Apa Saja 3 Isu Besar yang Dibahas dalam Pertemuan Janet Yellen – He Lipeng di Beijing ?

 oleh Zhang Ting

Menteri Keuangan AS Janet Yellen mengadakan pertemuan untuk membahas beberapa topik dengan Wakil Perdana Menteri Tiongkok He Lifeng di Beijing pada  Jumat (5 April) dan Sabtu. Putaran perundingan tersebut terutama mencakup pembicaraan 3 topik utama. Usai pertemuan pada hari Sabtu, Yellen mengatakan bahwa dirinya dan pihak Tiongkok telah sepakat untuk menjaga komunikasi demi pertumbuhan ekonomi yang seimbang bagi kedua negara, yang bertujuan untuk mengatasi kekhawatiran AS mengenai kelebihan kapasitas produksi Tiongkok.

Yellen dalam sebuah pernyataan yang dikeluarkan usai pembicaraan menyebutkan, bahwa pencapaian dalam pertemuan tersebut akan berkontribusi pada diskusi seputar ketidakseimbangan makroekonomi, termasuk hubungannya dengan kelebihan kapasitas produksi Tiongkok. Yellen juga mengatakan dia bermaksud menggunakan kesempatan ini untuk mendesak pihak Tiongkok agar menyediakan lapangan bersaing yang setara bagi pekerja dan dunia usaha Amerika Serikat.

Yellen juga mengatakan dirinya dan He Lifeng juga sepakat untuk meluncurkan sebuah forum kerja sama dalam upaya anti pencucian uang di sistem keuangan masing-masing.

Isu kelebihan kapasitas produksi Tiongkok

Yellen, He Lifeng dan tim mereka bertemu selama lebih dari empat setengah jam pada hari Sabtu untuk membicarakan berbagai topik.

Prioritas pertama Yellen selama kunjungannya ke Tiongkok adalah membujuk para pejabat Tiongkok untuk mengendalikan kelebihan kapasitas produksi kendaraan listrik (EV), panel surya, dan teknologi energi ramah lingkungan lainnya, yang mengancam perusahaan pesaing di Amerika Serikat dan negara-negara lain.
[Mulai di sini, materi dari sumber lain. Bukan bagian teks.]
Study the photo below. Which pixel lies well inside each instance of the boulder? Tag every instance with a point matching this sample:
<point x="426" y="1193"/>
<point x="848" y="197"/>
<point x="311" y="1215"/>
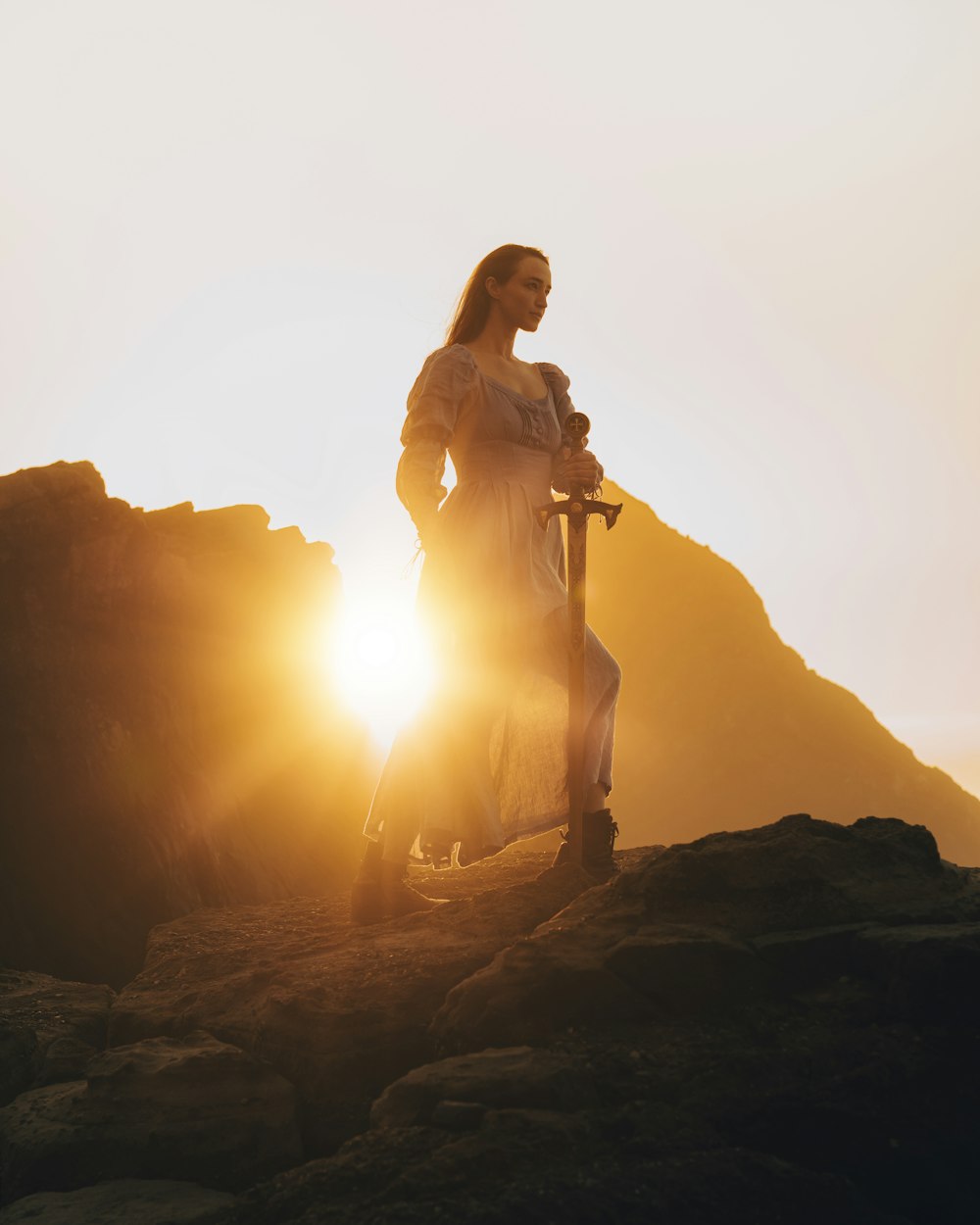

“Kapasitas produksi Tiongkok jauh melebihi permintaan domestik Tiongkok dan melebihi kapasitas pasar global”, ujar Yellen.

Yellen mengatakan bahwa pembahasan mengenai isu tersebut menghabiskan waktu selama lebih dari 2 jam.

“Saya sangat prihatin dengan dampak kelebihan kapasitas produksi dari industri tertentu Tiongkok akibat dukungan pemerintah (Tiongkok). Dan hal ini mungkin dapat berdampak terhadap perekonomian AS. Minggu lalu, saya telah mengunjungi Suniva, sebuah perusahaan tenaga surya yang berbasis di Georgia yang terpaksa ditutup, seperti perusahaan-perusahaan sejenis lainnya yang tidak dapat bersaing dengan barang-barang yang diekspor oleh Tiongkok (PKT) dalam jumlah besar dengan harga yang sangat rendah”. Yellen telah menegaskan kepada pihak Tiongkok, bahwa isu kelebihan kapasitas produksi Tiongkok telah menjadi isu penting bagi Amerika Serikat. “Hal ini penting bagi perkembangan hubungan bilateral kita dan hubungan Tiongkok dengan negara-negara utama lainnya”, kata Yellen.

“Hal ini penting karena situasi demikian perlu dicegah. Sekutu dan mitra kami juga memiliki keprihatinan yang sama, selain itu, mereka melihat adanya potensi risiko yang mengancam lapangan kerja dan bisnis di negara mereka. Saya sangat yakin bahwa mengubah kebijakan yang mendorong kelebihan kapasitas akan menguntungkan Amerika Serikat, Tiongkok, dan negara-negara di seluruh dunia”, tambahnya.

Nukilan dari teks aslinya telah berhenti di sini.